YÜZYILLIK ZİNCİRLERİ KIRMA VE KÖKLÜ ÇÖZÜME ODAKLANMA ZAMANI

Süleyman Uğurlu

Hakikat o dur ki insanoğlu, gerçek manada arzuladığı bir şeye ulaşmada oldukça mahirdir. İmkânsız gibi görünen ya da birilerinin imkânsız olarak gördüğü şeyleri başaran nice şahıslar ve topluluklar, tarih kitaplarına geçmiştir.

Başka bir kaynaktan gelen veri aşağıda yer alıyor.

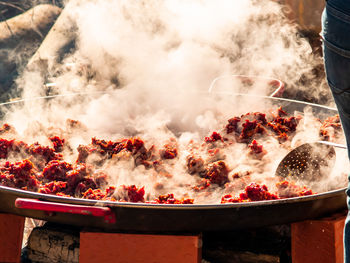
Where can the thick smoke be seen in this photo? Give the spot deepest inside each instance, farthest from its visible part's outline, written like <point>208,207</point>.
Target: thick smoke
<point>146,67</point>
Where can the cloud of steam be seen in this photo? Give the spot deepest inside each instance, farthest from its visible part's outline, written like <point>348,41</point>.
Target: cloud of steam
<point>154,62</point>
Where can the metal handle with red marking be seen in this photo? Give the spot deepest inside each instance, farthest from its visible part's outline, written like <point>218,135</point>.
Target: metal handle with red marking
<point>51,207</point>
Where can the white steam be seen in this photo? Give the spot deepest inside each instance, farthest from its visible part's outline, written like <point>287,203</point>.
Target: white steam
<point>154,62</point>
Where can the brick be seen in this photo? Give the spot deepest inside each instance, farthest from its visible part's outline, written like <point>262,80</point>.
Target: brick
<point>318,240</point>
<point>11,236</point>
<point>138,248</point>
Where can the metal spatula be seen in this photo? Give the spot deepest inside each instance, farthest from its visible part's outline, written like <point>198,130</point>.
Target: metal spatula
<point>309,161</point>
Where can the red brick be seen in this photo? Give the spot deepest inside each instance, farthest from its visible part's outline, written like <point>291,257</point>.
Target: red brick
<point>11,235</point>
<point>138,248</point>
<point>318,241</point>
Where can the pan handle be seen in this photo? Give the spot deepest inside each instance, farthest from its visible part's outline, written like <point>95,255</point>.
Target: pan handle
<point>52,207</point>
<point>277,93</point>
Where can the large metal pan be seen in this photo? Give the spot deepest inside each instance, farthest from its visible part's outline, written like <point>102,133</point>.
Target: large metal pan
<point>114,216</point>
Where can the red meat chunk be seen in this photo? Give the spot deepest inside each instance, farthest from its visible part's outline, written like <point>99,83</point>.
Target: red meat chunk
<point>57,143</point>
<point>53,187</point>
<point>170,199</point>
<point>134,194</point>
<point>56,170</point>
<point>256,192</point>
<point>195,164</point>
<point>232,125</point>
<point>169,151</point>
<point>20,175</point>
<point>256,150</point>
<point>217,173</point>
<point>213,138</point>
<point>287,189</point>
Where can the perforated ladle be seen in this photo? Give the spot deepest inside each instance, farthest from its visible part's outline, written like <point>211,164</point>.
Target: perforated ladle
<point>309,161</point>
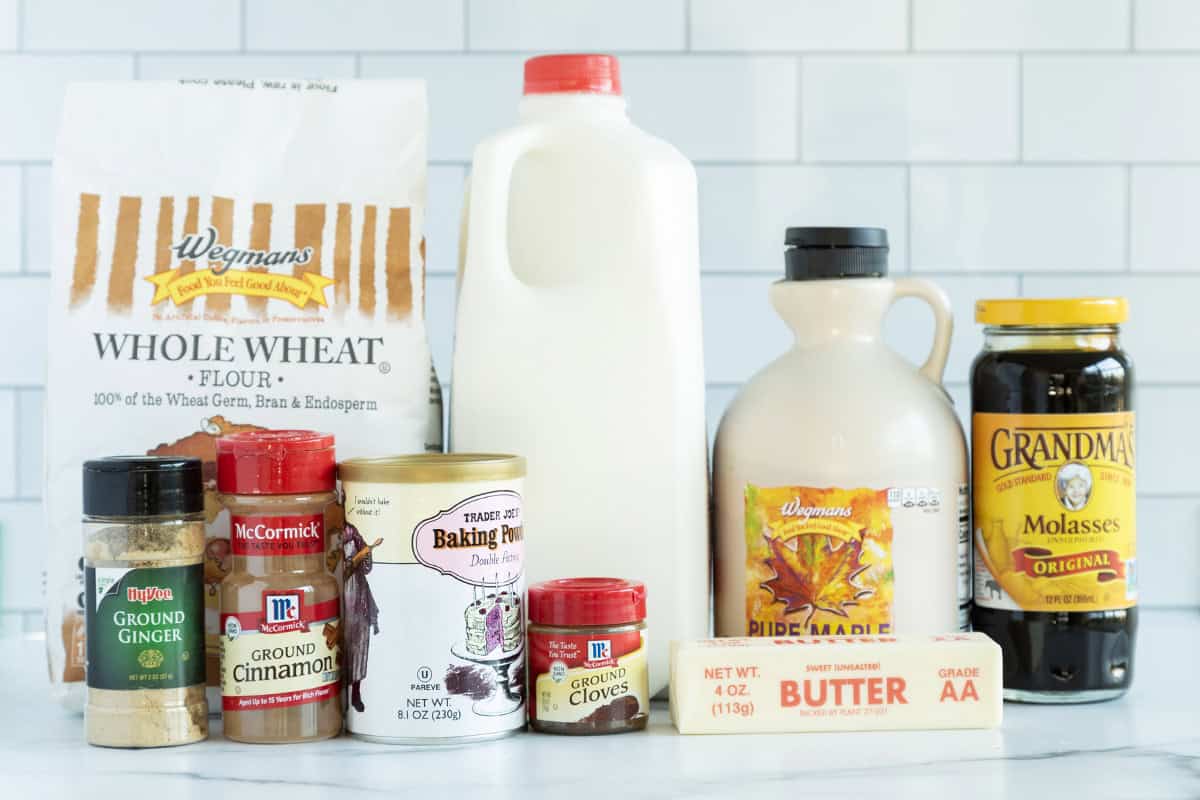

Bu özgüven, -insanoğlunun kendisine çizilen sınırlarda kalması kaydıyla- başarının anahtarıdır. Sınırlar aşıldığında ise başarı, doğal olarak hüsrana dönüşecektir. Zira Allah’ın eşya üzerindeki tahakkümü mutlaktır. “Allah’ın sünnetinde bir değişiklik bulamazsın” ilahi hatırlatmasını dikkatlice incelediğimizde; Allah’ın her şeye bir ölçü koyduğunu görecek ve bu güç karşısında teslim olmaktan başka çareniz olmadığını anlayacaksınız.

-Fizik, kimya, matematik, biyoloji… adı her ne olursa olsun, ne kadar gelişirse gelişsin- bilim, Allah’ın eşya üzerindeki kanunlarını idrak edip bunun üzerine teknoloji geliştirebilir ama bu kanunları değiştiremez.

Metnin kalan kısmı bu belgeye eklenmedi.